# Finding a numerical value for a partial differential

• NEGATIVE_40
In summary, the conversation discusses a function Z = f(P,T) and the desire to calculate partial differentials \left ( \frac{\partial Z}{\partial P} \right )_T and \left ( \frac{\partial Z}{\partial T} \right )_P at specific values of P and T. The function Z is compressibility factor and the equation for Z is large, involving reduced pressures and temperatures. The solution procedure involves solving for a pseudo-variable and using other relations and definitions to find Z. The question is whether v_r can be treated as a constant when taking derivatives manually and how to calculate the numerical value of \left ( \frac{\partial Z}{\partial P} \right )_

#### NEGATIVE_40

I have a function $$Z = f(P,T)$$
and would like to calculate the partial differentials $$\left ( \frac{\partial Z}{\partial P} \right )_T$$ and $$\left ( \frac{\partial Z}{\partial T} \right )_P$$ at values of P and T.

The function Z is compressibility factor (Lee and Kessler equation of state), P and T refer to pressure and temperature. The equation for Z is quite large;
$$Z = \frac{P_rv_r}{T_r} = 1 + \frac{B}{v_r} + \frac{C}{v_r^2} + \frac{D}{v_r^5}+\frac{c_4}{T_r^3v_r^2}\left ( \beta +\frac{\gamma}{v_r^2} \right )\exp\left ( -\frac{\gamma}{v_r^2} \right )$$
T_r and P_r refer to reduced pressures and temperatures:
$$T_r = \frac{T}{T_c},~~P_r = \frac{P}{P_c}$$ Other variables are constants and other expressions with T_r and P_r in them.

The solution procedure is a bit weird, but the gist of it is you solve the right hand side of the Z equality for v_r (which is pseudo variable);
$$\frac{P_rv_r}{T_r} = 1 + \frac{B}{v_r} + \frac{C}{v_r^2} + \frac{D}{v_r^5}+\frac{c_4}{T_r^3v_r^2}\left ( \beta +\frac{\gamma}{v_r^2} \right )\exp\left ( -\frac{\gamma}{v_r^2} \right )$$
then use some other relations and definitions to find Z. I have this part working correctly.

Although the expression for Z is long, I can find the derivatives manually.
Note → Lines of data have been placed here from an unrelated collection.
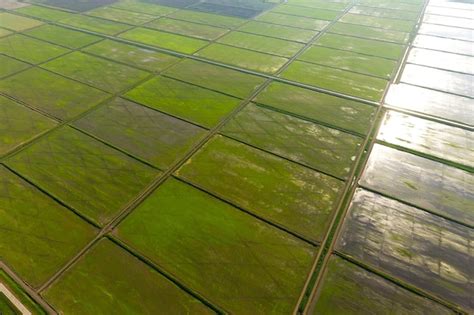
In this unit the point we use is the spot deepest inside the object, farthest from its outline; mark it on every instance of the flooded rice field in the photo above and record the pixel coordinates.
(236, 156)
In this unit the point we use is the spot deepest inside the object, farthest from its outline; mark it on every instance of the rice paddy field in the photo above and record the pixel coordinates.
(236, 157)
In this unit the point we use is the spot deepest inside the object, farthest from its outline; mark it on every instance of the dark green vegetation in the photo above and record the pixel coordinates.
(6, 305)
(236, 156)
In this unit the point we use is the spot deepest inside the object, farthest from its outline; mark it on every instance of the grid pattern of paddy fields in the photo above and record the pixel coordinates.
(236, 156)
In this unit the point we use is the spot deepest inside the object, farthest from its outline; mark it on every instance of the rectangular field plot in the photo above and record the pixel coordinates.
(200, 31)
(243, 157)
(118, 15)
(346, 60)
(302, 11)
(362, 45)
(263, 44)
(165, 40)
(346, 82)
(139, 290)
(441, 80)
(431, 185)
(384, 23)
(421, 248)
(372, 10)
(436, 139)
(29, 49)
(294, 21)
(89, 176)
(74, 5)
(106, 75)
(13, 299)
(51, 93)
(142, 131)
(11, 66)
(298, 198)
(278, 31)
(97, 25)
(431, 102)
(132, 55)
(207, 18)
(236, 260)
(42, 235)
(186, 101)
(369, 32)
(227, 81)
(143, 7)
(18, 124)
(44, 13)
(349, 289)
(327, 109)
(246, 59)
(62, 36)
(325, 149)
(16, 22)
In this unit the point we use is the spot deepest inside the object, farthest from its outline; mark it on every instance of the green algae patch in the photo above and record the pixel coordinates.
(234, 259)
(51, 93)
(44, 13)
(216, 78)
(325, 149)
(84, 173)
(431, 102)
(16, 22)
(164, 40)
(29, 49)
(144, 132)
(186, 101)
(436, 139)
(201, 31)
(109, 278)
(138, 57)
(11, 66)
(324, 108)
(95, 24)
(62, 36)
(278, 190)
(207, 18)
(19, 124)
(244, 58)
(341, 81)
(263, 44)
(4, 32)
(278, 31)
(411, 244)
(386, 5)
(363, 46)
(320, 4)
(294, 21)
(41, 235)
(6, 306)
(347, 60)
(430, 185)
(384, 12)
(349, 289)
(143, 7)
(312, 13)
(119, 15)
(374, 21)
(106, 75)
(369, 32)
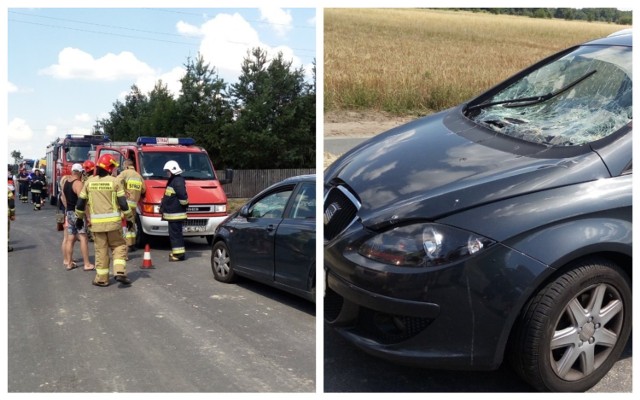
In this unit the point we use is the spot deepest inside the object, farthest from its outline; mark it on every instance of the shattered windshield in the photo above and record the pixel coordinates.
(580, 98)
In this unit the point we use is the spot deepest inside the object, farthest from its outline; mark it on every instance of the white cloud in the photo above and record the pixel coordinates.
(83, 117)
(76, 130)
(312, 21)
(19, 130)
(225, 41)
(51, 130)
(279, 19)
(77, 64)
(188, 29)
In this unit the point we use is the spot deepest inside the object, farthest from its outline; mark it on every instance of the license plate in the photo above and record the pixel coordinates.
(191, 229)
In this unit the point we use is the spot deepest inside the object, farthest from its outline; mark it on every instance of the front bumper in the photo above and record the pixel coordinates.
(197, 226)
(458, 316)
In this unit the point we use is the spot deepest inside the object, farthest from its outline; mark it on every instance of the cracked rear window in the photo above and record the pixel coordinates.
(579, 98)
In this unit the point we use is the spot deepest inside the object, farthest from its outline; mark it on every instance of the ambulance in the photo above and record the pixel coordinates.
(207, 199)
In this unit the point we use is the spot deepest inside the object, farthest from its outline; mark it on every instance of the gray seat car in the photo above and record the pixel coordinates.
(498, 229)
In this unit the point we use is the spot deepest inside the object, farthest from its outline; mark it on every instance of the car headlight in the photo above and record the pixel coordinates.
(423, 245)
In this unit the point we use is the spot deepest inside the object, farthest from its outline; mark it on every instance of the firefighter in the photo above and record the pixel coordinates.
(105, 196)
(37, 183)
(134, 188)
(23, 180)
(89, 168)
(45, 192)
(12, 181)
(12, 213)
(173, 208)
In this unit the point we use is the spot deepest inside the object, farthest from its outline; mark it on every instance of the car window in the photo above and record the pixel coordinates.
(586, 96)
(304, 203)
(272, 205)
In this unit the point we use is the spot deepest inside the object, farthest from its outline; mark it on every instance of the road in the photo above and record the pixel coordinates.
(340, 145)
(175, 329)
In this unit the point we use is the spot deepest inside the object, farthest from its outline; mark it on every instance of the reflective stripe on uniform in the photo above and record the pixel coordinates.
(174, 216)
(107, 217)
(134, 184)
(177, 250)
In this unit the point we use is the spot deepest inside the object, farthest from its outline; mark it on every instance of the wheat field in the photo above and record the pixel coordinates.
(417, 61)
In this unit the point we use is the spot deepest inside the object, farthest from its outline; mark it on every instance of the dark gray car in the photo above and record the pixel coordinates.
(498, 229)
(271, 239)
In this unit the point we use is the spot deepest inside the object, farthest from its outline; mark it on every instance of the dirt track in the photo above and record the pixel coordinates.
(360, 123)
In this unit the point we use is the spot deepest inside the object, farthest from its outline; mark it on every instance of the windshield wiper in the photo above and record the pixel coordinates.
(529, 101)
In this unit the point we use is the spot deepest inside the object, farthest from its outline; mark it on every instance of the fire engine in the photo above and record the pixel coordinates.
(207, 199)
(62, 153)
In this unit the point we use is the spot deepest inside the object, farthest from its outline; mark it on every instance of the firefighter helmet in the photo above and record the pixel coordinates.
(107, 162)
(88, 166)
(173, 167)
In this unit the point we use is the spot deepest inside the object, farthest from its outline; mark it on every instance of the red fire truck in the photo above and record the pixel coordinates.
(62, 153)
(207, 199)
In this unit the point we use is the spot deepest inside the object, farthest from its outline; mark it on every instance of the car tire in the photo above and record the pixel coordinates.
(574, 329)
(141, 238)
(222, 263)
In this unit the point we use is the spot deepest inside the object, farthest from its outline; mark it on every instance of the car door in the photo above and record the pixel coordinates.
(295, 240)
(253, 244)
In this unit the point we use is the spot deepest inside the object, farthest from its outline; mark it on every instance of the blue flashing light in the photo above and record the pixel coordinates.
(144, 140)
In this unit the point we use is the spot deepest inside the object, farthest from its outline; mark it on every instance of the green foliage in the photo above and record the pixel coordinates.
(275, 116)
(612, 15)
(265, 120)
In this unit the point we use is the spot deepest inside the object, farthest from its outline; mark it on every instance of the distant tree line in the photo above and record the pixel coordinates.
(267, 119)
(611, 15)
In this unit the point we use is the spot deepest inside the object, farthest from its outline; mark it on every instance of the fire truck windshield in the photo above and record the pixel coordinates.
(77, 153)
(196, 166)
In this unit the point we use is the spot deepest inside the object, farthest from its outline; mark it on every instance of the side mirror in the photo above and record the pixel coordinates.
(228, 176)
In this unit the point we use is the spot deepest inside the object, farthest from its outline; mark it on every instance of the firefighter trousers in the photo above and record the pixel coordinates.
(176, 238)
(103, 242)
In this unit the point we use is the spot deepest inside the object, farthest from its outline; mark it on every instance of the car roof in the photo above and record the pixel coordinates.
(620, 38)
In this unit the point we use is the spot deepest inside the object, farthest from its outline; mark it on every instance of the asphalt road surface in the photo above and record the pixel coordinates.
(175, 329)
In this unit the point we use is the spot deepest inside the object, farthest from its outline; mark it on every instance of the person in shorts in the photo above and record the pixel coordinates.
(71, 189)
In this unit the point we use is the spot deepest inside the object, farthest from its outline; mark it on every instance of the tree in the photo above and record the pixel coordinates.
(126, 121)
(273, 107)
(16, 155)
(162, 115)
(203, 105)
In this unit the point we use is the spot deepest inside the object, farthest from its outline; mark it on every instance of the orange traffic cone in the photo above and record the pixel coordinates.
(146, 260)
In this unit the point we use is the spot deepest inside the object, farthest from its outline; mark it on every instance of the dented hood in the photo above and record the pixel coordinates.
(444, 163)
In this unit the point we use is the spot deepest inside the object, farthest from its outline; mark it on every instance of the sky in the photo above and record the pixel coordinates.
(66, 67)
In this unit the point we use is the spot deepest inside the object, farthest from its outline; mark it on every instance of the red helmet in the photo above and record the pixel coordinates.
(88, 166)
(107, 162)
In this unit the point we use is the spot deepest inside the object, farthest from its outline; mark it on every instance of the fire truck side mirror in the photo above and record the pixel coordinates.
(228, 176)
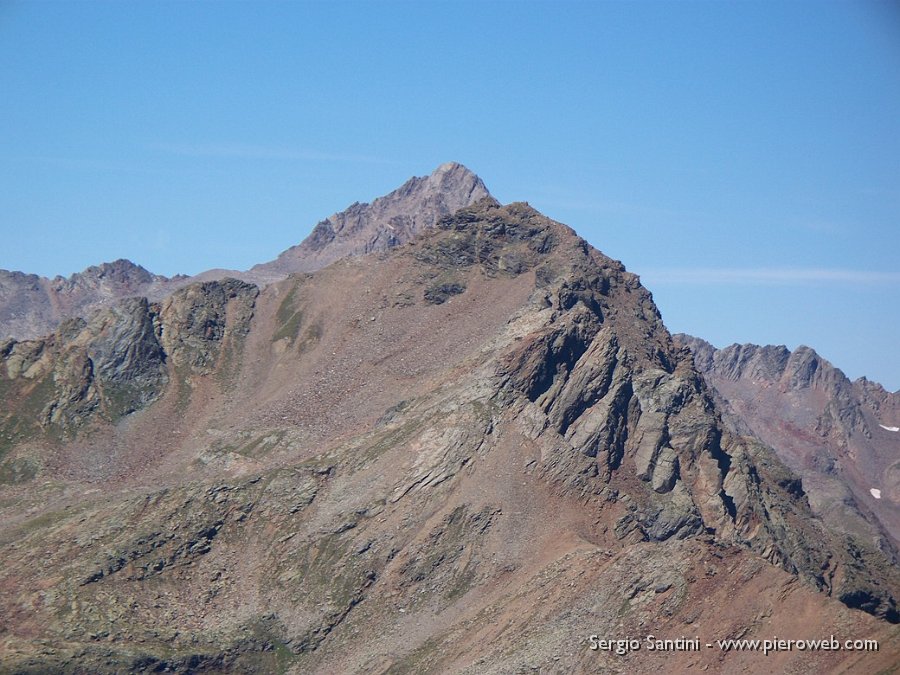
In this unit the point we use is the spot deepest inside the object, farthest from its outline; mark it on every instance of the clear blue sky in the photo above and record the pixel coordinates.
(744, 158)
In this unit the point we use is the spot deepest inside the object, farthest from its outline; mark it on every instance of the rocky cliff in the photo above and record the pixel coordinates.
(31, 306)
(837, 434)
(468, 453)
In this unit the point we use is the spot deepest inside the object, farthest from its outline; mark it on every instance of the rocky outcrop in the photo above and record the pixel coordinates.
(449, 456)
(832, 431)
(31, 306)
(119, 361)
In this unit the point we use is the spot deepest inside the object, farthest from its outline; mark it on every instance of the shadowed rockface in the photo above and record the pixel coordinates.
(835, 433)
(464, 454)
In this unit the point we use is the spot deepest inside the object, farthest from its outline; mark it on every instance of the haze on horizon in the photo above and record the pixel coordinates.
(742, 158)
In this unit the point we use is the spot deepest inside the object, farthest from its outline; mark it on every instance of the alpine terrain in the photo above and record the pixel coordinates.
(441, 435)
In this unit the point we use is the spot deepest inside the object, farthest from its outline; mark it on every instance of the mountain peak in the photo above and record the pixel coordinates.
(388, 221)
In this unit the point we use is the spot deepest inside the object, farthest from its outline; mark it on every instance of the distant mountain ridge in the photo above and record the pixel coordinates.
(462, 454)
(836, 433)
(31, 306)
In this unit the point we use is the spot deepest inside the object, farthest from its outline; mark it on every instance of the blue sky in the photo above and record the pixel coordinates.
(743, 158)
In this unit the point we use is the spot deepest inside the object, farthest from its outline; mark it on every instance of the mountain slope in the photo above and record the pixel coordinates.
(31, 306)
(468, 453)
(835, 433)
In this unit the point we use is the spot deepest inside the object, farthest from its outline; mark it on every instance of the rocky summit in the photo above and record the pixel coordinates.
(473, 449)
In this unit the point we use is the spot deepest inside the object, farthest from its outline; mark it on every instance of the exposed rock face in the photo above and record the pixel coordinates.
(387, 222)
(465, 454)
(31, 306)
(835, 433)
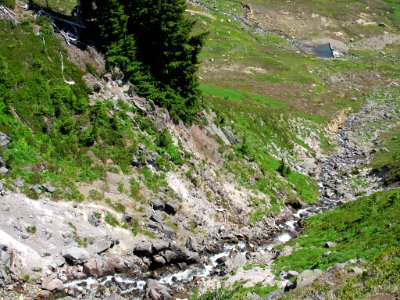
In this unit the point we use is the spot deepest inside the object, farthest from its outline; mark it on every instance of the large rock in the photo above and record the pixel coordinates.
(239, 260)
(182, 254)
(160, 245)
(98, 267)
(158, 205)
(144, 248)
(308, 276)
(75, 255)
(101, 246)
(157, 291)
(192, 245)
(52, 283)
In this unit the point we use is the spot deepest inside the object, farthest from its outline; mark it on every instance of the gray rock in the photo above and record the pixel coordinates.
(239, 260)
(158, 205)
(274, 294)
(290, 286)
(127, 217)
(75, 255)
(52, 283)
(192, 245)
(168, 232)
(157, 291)
(98, 267)
(49, 187)
(102, 246)
(291, 274)
(157, 217)
(171, 207)
(94, 219)
(115, 297)
(330, 244)
(36, 188)
(160, 245)
(159, 260)
(308, 276)
(145, 248)
(181, 254)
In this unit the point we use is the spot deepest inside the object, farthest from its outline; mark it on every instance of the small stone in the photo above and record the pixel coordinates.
(171, 207)
(330, 244)
(49, 187)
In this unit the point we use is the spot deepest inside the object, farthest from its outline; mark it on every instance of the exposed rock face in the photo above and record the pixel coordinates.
(162, 253)
(171, 207)
(75, 255)
(156, 291)
(98, 267)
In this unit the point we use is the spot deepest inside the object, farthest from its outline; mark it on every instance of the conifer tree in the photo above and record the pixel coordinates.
(151, 41)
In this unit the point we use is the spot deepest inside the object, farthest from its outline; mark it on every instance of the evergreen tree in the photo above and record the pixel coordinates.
(152, 42)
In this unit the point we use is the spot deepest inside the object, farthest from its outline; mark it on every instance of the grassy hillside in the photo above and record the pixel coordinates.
(366, 228)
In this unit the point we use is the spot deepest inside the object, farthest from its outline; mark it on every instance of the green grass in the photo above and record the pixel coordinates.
(364, 228)
(237, 291)
(381, 277)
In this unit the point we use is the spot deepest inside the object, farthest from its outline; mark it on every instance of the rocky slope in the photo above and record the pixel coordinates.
(195, 222)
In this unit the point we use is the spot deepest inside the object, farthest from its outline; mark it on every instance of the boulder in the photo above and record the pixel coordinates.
(171, 207)
(49, 187)
(145, 248)
(160, 245)
(308, 276)
(192, 245)
(158, 205)
(157, 291)
(291, 274)
(127, 217)
(184, 254)
(239, 260)
(98, 267)
(157, 217)
(52, 283)
(357, 270)
(94, 219)
(101, 246)
(159, 260)
(75, 255)
(330, 244)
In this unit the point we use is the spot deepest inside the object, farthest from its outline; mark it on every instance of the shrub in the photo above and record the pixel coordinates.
(8, 3)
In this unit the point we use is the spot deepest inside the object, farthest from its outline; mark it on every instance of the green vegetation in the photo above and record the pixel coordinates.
(237, 291)
(364, 228)
(163, 67)
(8, 3)
(380, 277)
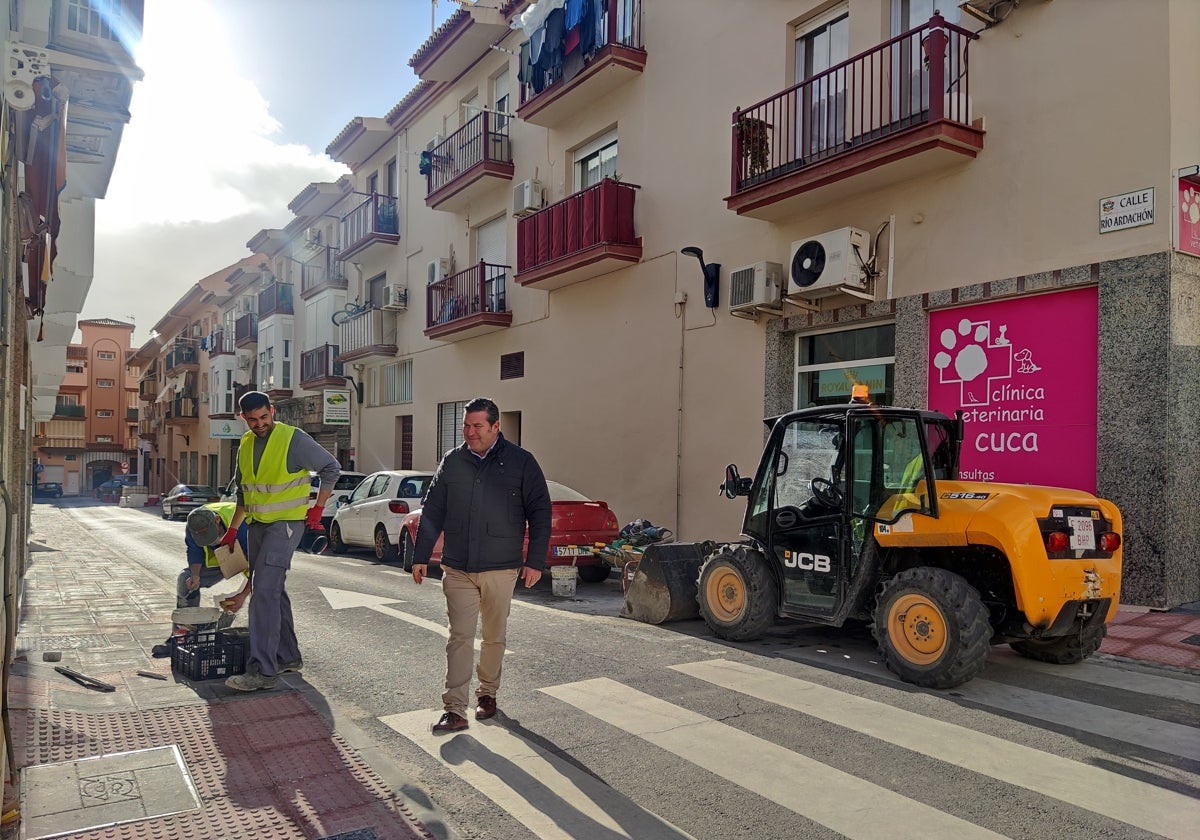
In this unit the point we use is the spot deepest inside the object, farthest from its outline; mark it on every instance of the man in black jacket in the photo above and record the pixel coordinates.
(480, 498)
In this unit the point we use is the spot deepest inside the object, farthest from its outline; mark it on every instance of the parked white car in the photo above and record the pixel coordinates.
(346, 484)
(371, 517)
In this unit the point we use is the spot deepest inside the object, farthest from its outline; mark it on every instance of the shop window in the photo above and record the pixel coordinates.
(828, 365)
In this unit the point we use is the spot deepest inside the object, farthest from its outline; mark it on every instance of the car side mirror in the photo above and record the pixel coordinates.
(735, 485)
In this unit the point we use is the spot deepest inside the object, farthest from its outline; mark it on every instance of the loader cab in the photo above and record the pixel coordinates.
(827, 477)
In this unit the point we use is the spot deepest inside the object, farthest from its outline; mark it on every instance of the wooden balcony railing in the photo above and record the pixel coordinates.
(181, 357)
(915, 79)
(377, 220)
(245, 330)
(583, 235)
(319, 366)
(617, 52)
(275, 299)
(477, 150)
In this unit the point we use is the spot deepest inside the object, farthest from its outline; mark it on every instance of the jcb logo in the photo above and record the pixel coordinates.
(807, 562)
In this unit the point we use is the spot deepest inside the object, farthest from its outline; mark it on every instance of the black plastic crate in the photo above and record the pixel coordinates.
(223, 657)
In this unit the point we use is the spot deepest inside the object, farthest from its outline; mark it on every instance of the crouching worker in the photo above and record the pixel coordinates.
(215, 551)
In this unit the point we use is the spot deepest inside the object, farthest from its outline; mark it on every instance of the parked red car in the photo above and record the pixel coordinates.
(576, 523)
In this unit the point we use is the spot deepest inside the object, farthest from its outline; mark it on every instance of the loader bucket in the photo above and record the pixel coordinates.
(664, 586)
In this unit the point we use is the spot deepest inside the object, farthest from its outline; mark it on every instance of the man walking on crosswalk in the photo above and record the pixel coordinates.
(481, 497)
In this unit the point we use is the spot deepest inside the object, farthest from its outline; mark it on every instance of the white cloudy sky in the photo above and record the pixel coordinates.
(239, 101)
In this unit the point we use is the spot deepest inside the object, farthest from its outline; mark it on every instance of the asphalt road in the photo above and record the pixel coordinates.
(612, 729)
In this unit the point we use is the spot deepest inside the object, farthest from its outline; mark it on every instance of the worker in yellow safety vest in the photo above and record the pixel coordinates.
(273, 479)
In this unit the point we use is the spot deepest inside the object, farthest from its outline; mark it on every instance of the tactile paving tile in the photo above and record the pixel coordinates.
(315, 787)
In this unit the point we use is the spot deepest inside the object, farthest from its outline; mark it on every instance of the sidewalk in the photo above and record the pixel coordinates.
(171, 759)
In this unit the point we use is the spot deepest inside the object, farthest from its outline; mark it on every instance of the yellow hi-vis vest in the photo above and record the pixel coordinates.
(273, 493)
(225, 510)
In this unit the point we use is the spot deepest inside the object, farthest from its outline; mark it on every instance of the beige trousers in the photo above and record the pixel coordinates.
(472, 597)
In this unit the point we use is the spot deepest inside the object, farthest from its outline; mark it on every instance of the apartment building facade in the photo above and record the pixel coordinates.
(954, 213)
(65, 100)
(93, 435)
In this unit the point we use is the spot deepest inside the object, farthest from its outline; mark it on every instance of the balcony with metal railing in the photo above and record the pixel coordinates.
(319, 369)
(551, 97)
(370, 229)
(894, 112)
(275, 299)
(370, 334)
(585, 235)
(183, 411)
(467, 304)
(245, 330)
(221, 343)
(468, 163)
(322, 274)
(183, 358)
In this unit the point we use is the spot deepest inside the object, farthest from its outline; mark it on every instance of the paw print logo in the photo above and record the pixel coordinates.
(967, 354)
(1189, 207)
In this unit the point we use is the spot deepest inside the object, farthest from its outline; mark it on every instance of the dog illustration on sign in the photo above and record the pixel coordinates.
(971, 354)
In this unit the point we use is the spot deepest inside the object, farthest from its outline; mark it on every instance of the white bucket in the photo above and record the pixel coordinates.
(562, 580)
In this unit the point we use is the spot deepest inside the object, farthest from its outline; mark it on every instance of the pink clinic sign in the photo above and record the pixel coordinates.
(1024, 373)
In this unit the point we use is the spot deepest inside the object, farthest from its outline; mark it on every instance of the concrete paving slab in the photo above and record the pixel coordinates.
(84, 793)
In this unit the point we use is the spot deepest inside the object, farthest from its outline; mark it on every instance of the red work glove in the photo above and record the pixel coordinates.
(228, 539)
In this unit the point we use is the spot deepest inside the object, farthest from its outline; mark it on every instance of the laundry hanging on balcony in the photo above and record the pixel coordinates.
(40, 136)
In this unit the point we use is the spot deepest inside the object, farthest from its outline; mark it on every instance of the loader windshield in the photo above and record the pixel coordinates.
(891, 472)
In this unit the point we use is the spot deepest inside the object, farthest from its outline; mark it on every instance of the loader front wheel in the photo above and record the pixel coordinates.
(737, 593)
(1065, 649)
(931, 628)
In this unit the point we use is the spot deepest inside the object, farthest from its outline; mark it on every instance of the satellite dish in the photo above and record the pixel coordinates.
(808, 263)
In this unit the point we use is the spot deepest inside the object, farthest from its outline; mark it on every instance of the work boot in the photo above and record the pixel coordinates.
(450, 723)
(251, 682)
(485, 708)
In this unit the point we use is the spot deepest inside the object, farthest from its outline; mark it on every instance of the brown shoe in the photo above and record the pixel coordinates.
(450, 723)
(486, 707)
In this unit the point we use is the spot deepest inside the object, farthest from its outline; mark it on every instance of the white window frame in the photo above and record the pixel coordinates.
(580, 156)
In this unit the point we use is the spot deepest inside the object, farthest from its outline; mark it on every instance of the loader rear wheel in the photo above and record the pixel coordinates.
(1063, 649)
(737, 593)
(931, 628)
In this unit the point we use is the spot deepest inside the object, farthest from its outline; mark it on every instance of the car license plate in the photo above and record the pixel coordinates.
(1083, 532)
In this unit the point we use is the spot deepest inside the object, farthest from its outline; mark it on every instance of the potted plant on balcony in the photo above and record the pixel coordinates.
(754, 139)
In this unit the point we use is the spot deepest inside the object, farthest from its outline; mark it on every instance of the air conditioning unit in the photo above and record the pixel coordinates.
(437, 270)
(526, 197)
(759, 285)
(395, 297)
(828, 264)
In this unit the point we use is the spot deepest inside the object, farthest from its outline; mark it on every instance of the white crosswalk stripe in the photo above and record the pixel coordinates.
(553, 797)
(1129, 801)
(799, 784)
(549, 796)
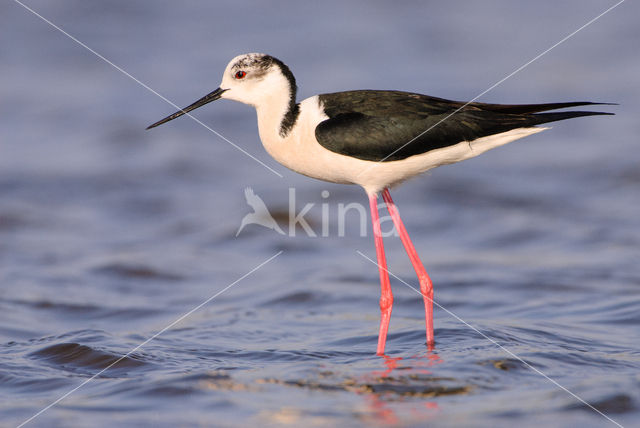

Now, my question is this: can I treat v_r as being a constant when I take these derivatives manually? The value of v_r depends on both P and T when I am solving for it, so I'm not sure that I can.

Finally, if I do figure this out, how would I calculate the numerical value of:
$$\left ( \frac{\partial Z}{\partial P} \right )_T$$
Since we are holding T constant, would it be equivalent to
$$\frac{\partial Z}{\partial P}$$ , treating T as constant when taking the derivatives?

Hopefully this makes sense, and my apologies if this isn't the appropriate place to ask.

Well, if I've understood you correctly, you have introduced a pseudo-variable v_r=v_r(p,T), so that your expression for Z may be rewritten as Z=Z(v_r(P,T), P,T).
Am I correct?

Written like this, a fixed P, and differentiation of Z with respect to T will need to account for TWO effects, the change in Z as the result of change in V_r, plus the "direct" contribution in the change of Z due to T.

To take a trivial example, set Z=v_r+P+T, v_r=P+2T, you'll see you need BOTH contributions to the total change in Z.

What I would suggest would be to write:
$$v_r=\frac{ZT_r}{P_r}$$
$$dv_r=\frac{T_r}{P_r}dZ+\frac{Z}{P_r}dT_r-\frac{ZT_r}{P_r^2}dP_r$$

So, $dZ = (-\frac{B}{v_r^2}-2\frac{C}{v_r^3}+...)dv_r$+ dTr term

Substitute the second equation into this one, and solve for dZ as a function of dPr and dTr.